On Not Finishing a Book

Are you the kind of person who checks out dozens of books and only reads a few of them? When I go to the library I feel like a hungry man at an all-you-can-eat buffet: I know that I can only eat so much, and I regret that I can't try everything. I still put too much on my plate, knowing that I will throw away half of it, but I just can't stop trying new foods.

I have been chipping away at a fascinating book about a journalist's travels through Iran, and I was very annoyed the other day to receive an email reminder from the library, telling me that the book was due. I felt this pang of regret, knowing that life would move on and I would probably never finish the book--it would go on the ever-growing pile of unfinished projects, partially-read books, and abandoned hobbies.

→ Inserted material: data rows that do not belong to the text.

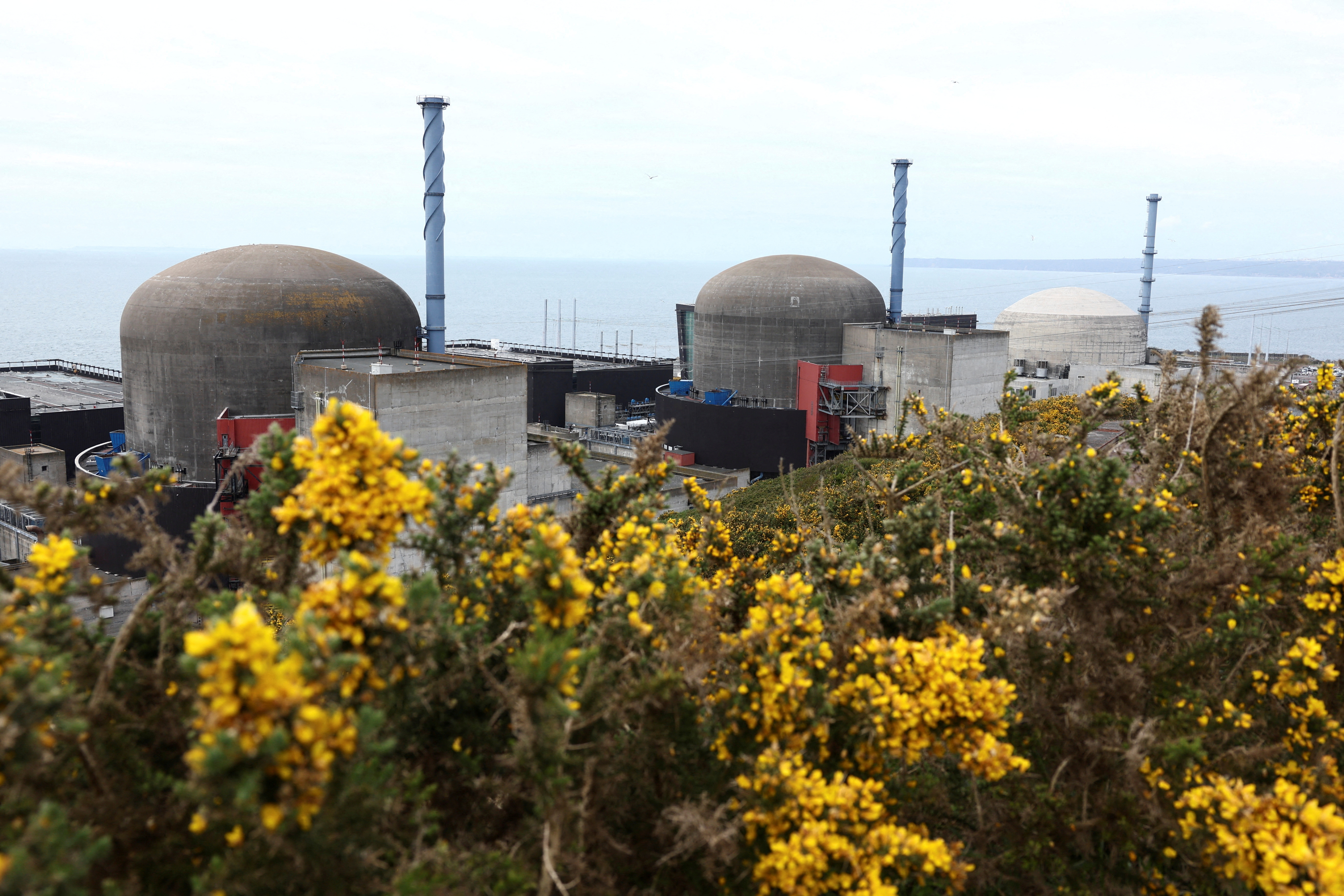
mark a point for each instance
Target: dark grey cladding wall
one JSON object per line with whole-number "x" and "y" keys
{"x": 73, "y": 432}
{"x": 757, "y": 438}
{"x": 749, "y": 334}
{"x": 221, "y": 330}
{"x": 112, "y": 553}
{"x": 548, "y": 384}
{"x": 14, "y": 421}
{"x": 626, "y": 384}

Just when I was about to sink into one of those bouts of self-pity I had a realization: Do you have to finish a book to enjoy it? Maybe not. I don't have to know someone's life story to have a meaningful discussion with them. I met a guy from Mali yesterday; we had a great discussion for a few minutes and then went on with our lives. He didn't ask me about my third-grade teacher, and I didn't get his position on Kanye West, but I would still call the conversation a success.

I wonder if we're just too hard on ourselves. I think we often forget that Sherlock Holmes and Hermione Granger are not real people--we don't have to become an expert in everything we're interested in, complete every project we begin, or finish every book we check out. There are so many hours in a day, and when you think about it, years in a life.

I was falling asleep last night, going through the frantic "did I forget anything today" to-do list, and remembered my late library books. I thought to myself, "I met a fascinating book the other day." It was okay that I didn't finish it--there were millions of books still waiting for me, and I would probably meet a few tomorrow.